Bailey views public service as “giving back” and using his own experience to help others.

“Growing up as a farmer, we’ve got a broad range of abilities, of experiences, of gifts, and I’m able to bring all of those to the table,” Bailey says. “So if I show up to the trucking company, and they’re telling me how they’re so fed up with too much regulation, you know what? I get that.”

Call To Serve

“Being involved in government, being involved in civic organizations, is of utmost importance to maintaining a constitutional republic, the greatest nation that the Earth has ever known–will ever know,” he says. “We have a responsibility to uphold that, and in order to uphold it, it is being involved giving up our time, giving up that one day a month, or whatever it is. Get involved and be the difference,” Bailey says.

He admits in the first half of his life, he wouldn’t have thought to step outside of his farming business and serve in a civic capacity.
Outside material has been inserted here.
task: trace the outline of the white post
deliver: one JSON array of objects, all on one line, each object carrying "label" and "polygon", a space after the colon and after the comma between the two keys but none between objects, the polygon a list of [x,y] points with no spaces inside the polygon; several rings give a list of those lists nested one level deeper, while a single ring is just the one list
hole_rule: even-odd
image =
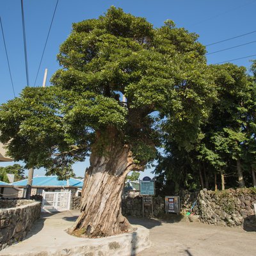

But he’s quick to say, he now firmly believes such a sacrifice is worth it.

Shoffner has learned through her own grieving process of closing down her family’s farm that public service can provide an outlet to share a vision—and perhaps prevent another farmer from having to make the same hard decision.

“I have this vision of being able to drive around and say, you know, that field that used to be just all soybeans or corn, and now look at it. It’s a whole mix of all sorts of different things that people eat, and we’re selling those back into the communities, and Arkansas is a place that not just feeds its own people, but, you know, exports food all over the world. That’s the vision that I have for when I am old, driving around in the truck with my son.”